The bigger red flag is that SolarCity assumes that customers will renew leases at an equivalent of 90% of the terms at the end of the lease. So, SolarCity is assuming that 100% of customers will renew for 90% of what they paid in the 20th year of the lease.

SolarCity commercial installation on eBay's headquarters. Image source: SolarCity

This is absurd for a number of reasons. First, the cost of solar will fall dramatically between now and 20 years from now, so it would be more economical to just ask SolarCity to take the system down and get a new solar system for a lower cost. Second, it's not cost efficient for SolarCity to take down a solar system after 20 years, so it would likely just give the system to the homeowner (which a former SolarCity rep told me was part of his sales pitch). Why in the world would SolarCity go to the expense of taking a system down if there's no scrap value (which there isn't)?

SCTY Chart

SCTY data by YCharts

The bottom line here is that SolarCity's $2.18 billion in retained value includes some very rosy projections, which aren't likely to come true. Since this is the number investors are using to value the stock the entire investment thesis could fall apart if projections turn out to be incorrect.

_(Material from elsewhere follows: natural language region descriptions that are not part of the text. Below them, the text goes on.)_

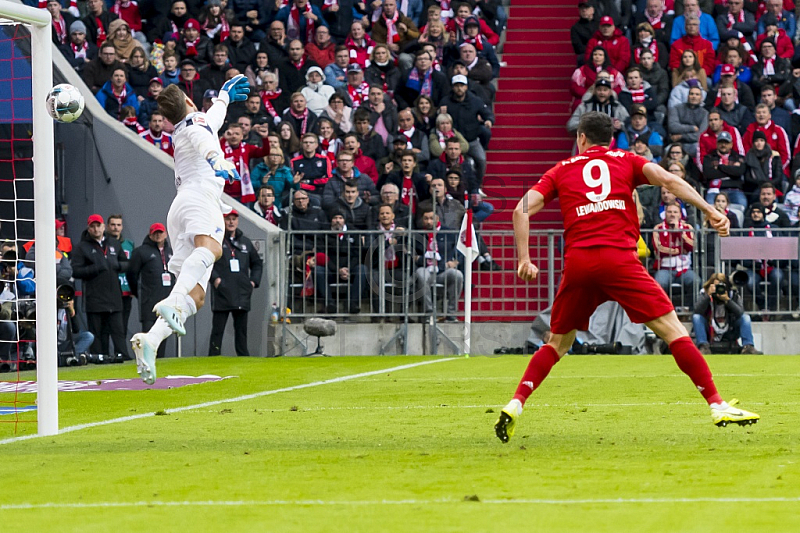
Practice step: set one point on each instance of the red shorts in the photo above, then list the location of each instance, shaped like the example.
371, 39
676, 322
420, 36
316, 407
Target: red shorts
595, 275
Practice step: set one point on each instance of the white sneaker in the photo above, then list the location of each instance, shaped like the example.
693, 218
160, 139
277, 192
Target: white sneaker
171, 309
145, 357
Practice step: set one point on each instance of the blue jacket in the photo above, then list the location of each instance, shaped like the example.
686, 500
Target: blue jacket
110, 103
708, 29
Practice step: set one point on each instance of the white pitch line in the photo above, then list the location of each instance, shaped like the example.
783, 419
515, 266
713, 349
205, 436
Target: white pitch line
245, 397
329, 503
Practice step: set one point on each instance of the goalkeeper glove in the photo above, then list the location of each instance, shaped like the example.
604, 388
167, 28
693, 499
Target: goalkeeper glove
222, 167
237, 88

Making solar panels is risky business
The final risk is that SolarCity won't be able to execute on its lofty 1 GW solar panel manufacturing plans by 2017. Building a solar panel plant is not a trivial task, even if the State of New York is paying for it.

Silevo's Triex technology is at the heart of SolarCity's expansion into panel manufacturing but we've seen differentiated cell technology fail in the commercialization process before. Evergreen Solar, Energy Conversion Devices, and Solyndra were just a few of the companies who said their technology could lower costs and improve solar performance. Now they're all bankrupt, so the risk of going into manufacturing is high. 

Since SolarCity is beating competitors on cost by pennies it's critical they execute on the manufacturing plant and if they don't it could undo hundreds of millions in value already built on the balance sheet. I don't think this is the slam dunk most investors think it is. 

At the current stock price, I don't think SolarCity represents a poor risk/return profile for investors, but they need to understand where SolarCity's business can go wrong. It's built billions of dollars in projected value but that includes very favorable assumptions, and management has made a very risky move building a massive solar panel plant. Failing to execute on any of these plans could sink the stock in a heartbeat.